Doctors have long known that hardening of the arteries, or atherosclerosis, typically appears at places where arteries split or bend. University of Virginia biomedical engineer Brian Helmke has set the stage for new treatments for this potentially deadly disease by showing how fluid turbulence within arteries produces chemical changes in cells lining blood vessels.
Combining 4-d microscopy and in vitro flow chambers lined with endothelial cells, Helmke is able to recreate the complicated flow patterns associated with arterial branch points and track changes in the shape of individual cells. He has discovered that these cells change shape as the direction of flow and pressure change and that the particular form these changes take are determined by the cell’s internal scaffolding.
“The cells didn’t necessarily deform at the point where we applied pressure,” Helmke says. “The forces were directed through the cell by its cytoskeleton to produce deformations elsewhere.” Deformations at these precise spots trigger a cascade of chemical activity within the cell that allows it to better withstand turbulence. For instance, one result of these changes is that cells remodel the sites where they adhere to the cell wall, increasing their stability. When Helmke changed the flow, he produced a different deformation and a different set of chemical reactions.

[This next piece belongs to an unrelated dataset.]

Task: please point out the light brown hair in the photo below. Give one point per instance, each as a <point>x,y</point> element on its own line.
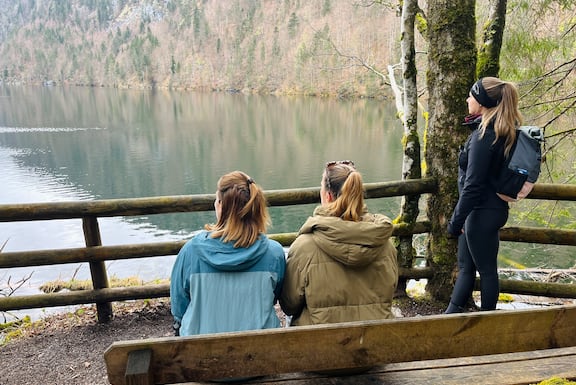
<point>344,183</point>
<point>505,115</point>
<point>244,214</point>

Helmke believes that when these processes go astray — for instance, when there is a defect in the cytoskeleton — a healthy response to turbulence is replaced by one that causes disease. Working backwards, he is trying to discover if he can prevent deformation by locking cells into an optimal grid of adhesion sites. With colleagues at U.Va., he is creating a material printed with a regular nanopattern of adhesion proteins. This work has implications, not only for understanding atherosclerosis, but also for creating more effective stents to open clogged arteries.
Helmke is an assistant professor in the U.Va. School of Engineering and Applied Science , Department of Biomedical Engineering. He holds degrees in bioengineering from the University of Pennsylvania and the University of California, San Diego. His research laboratory employs a multidisciplinary biomedical engineering approach to understand the relationship between intracellular mechanics and cell function. The lab is working on projects that bring together a joint biomedical engineering, materials science, and molecular biology approach to understanding cellular physiology.